Parashat Bamidbar, 5770, Daniel Schifrin

Parsha Bamidbar

May 15, 2010 / 2 Sivan, 5770

Daniel Schifrin

Numbers 1:1-4:20

When I was a kid, we divided up Parshiot into categories that were theologically unsophisticated, but – at least to us – utterly obvious. The key categories included:

  • The Begats…this person began this person, unto the twentieth generation.
  • The Borings…the number of cubits it took to build the ark or the tabernacle…
  • The Yuckies…what kinds of leprosy you could get, the animals and kinds of people you couldn’t lay with, etc. 

This week’s parsha, Bamidbar, in which Moses is given a process with which to develop the protocols for developing a census in the desert, would have fallen into the wasteland between the child categories of the begats and the borings. The Parsha begins:

“On the first day of the second month, in the second year following the Exodus from the land of Egypt, the Lord spoke to Moses in the wilderness of Sinai, in the Tent of Meeting, saying: Take a census of the whole Israelite community by the clans of its ancestral houses, listing the names, every male, head by head….”
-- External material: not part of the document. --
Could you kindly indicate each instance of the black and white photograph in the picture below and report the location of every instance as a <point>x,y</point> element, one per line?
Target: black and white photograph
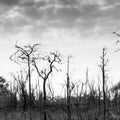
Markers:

And gosh darnit, that’s what happens for several pages.

Since this is Shabbat yaldanu, the Sabbath of our children, a moment when we take a moment to value our children, as well as the education they are receiving here, it’s seems appropriate to ask: What does a child absorb from these lists of names? 

The draft of my answer is: not the list of names, but an interruption halfway through the narrative. 

What is this tear in the narrative? A summary of the story of Nadav and Abihu, two of Aaron’s sons, about whom we know little other than the fact of their sudden and tragic death. Their story is told earlier in the Torah, but it is the sudden eruption of this tale – between the listing of the enrollments of the house of Israel, and the description of the duties of the house of Levi – that interests me.

“These were the names of Aaron’s sons: Nadav, the first-born, and Abihu, Eleazar and Itamar; those were the names of Aaron’s sons, the anointed priests who were ordained for priesthood. But Nadav and Abihu died by the will of the Lord, when they offered alien fire before the lord in the wilderness of Sinai…”

Imagine for a moment that the parsha is a Shabbes conversation, two families with adults and children sitting down over dinner. The adults are talking about adult matters, perhaps the equivalent in boringness, at least for kids, of lists of begats. The adults discuss whether they should get Marvin windows, say, or perhaps something a bit more crafty, then someone interjects – oh, did you hear about the Klein’s and that terrible plane accident; they shouldn’t have flown that Cesna by themselves – and then you go back to mortgages and the refinance.

What does a kid pick out in this long conversation? They hear the change in tone, the place where the story reveals its complex and dynamic lessons. This parsha is a long, adult conversation, but a kid is grabbed by this change in tone. Here is the place a child, struggling to understand the text, the community, and their place in it, wants to climb through.

And I think further about Aaron’s sons…I imagine them as 12-year-old boys, Levitical pre-teens who know just enough to be dangerous. They know that something unbelieavably important is going on in the tabernacle, and yet all they see around them is adults walking around the camp with clipboards, like camp counselors counting suitcases after the buses leave, counting and re-counting the sons of the tribes. 

Abihu and Nadav, pulled toward the tabernacle by the desire to know more, bored by the orderings all around them, and wanting to emulate the priestly actions they have been watching so carefully, want to offer their own sacrifice. They are a little bit mystical, a little bit naughty, a bit too big for their britches. They think the world revolves around them. They reject the community’s thirst for order and stumble into the epicenter of divine dynamism with tragic results.

This is what a kid, reading this parsha carefully, might hear. And what do they learn? An ambiguous lesson, as most of our lessons to our kids are when it comes to independence: Emulate us, be creative, make your own fire in your own way; but don’t make it too hot, or too strange.

One final thought. I note in myself, as an adult still struggling to understand the text as a 42-year-old, and as a parent trying to explain it to my kids, my increasing pull toward the begats and the borings. If the Bible, as life itself, can be seen as a yin-yang of order and chaos, I note the gradual shift in myself toward an appreciation of genealogy, the uncontaminated transmission of ideas and values, the pleasure of order and routine, just as I notice my kids’ increasing fascination with variations of what could be called the Yuckies – the chaos, exceptionalism, danger and that lead to whatever their equivalent is of leprosy, banishment, and disappearance. Of course the Yuckies is where the fun is, as Bruce Springsteen reminds us in his otherwise incomprehensible song about being told not to look at the sun, even thought that’s where the fun is.

The lesson for me, then, after all is said and done, is to understand how the begats, the borings and the yuckies all work together, to ground myself in the facts and lists that make a community function, but be aware – and also to celebrate – the dynamism and value of the Yuckies.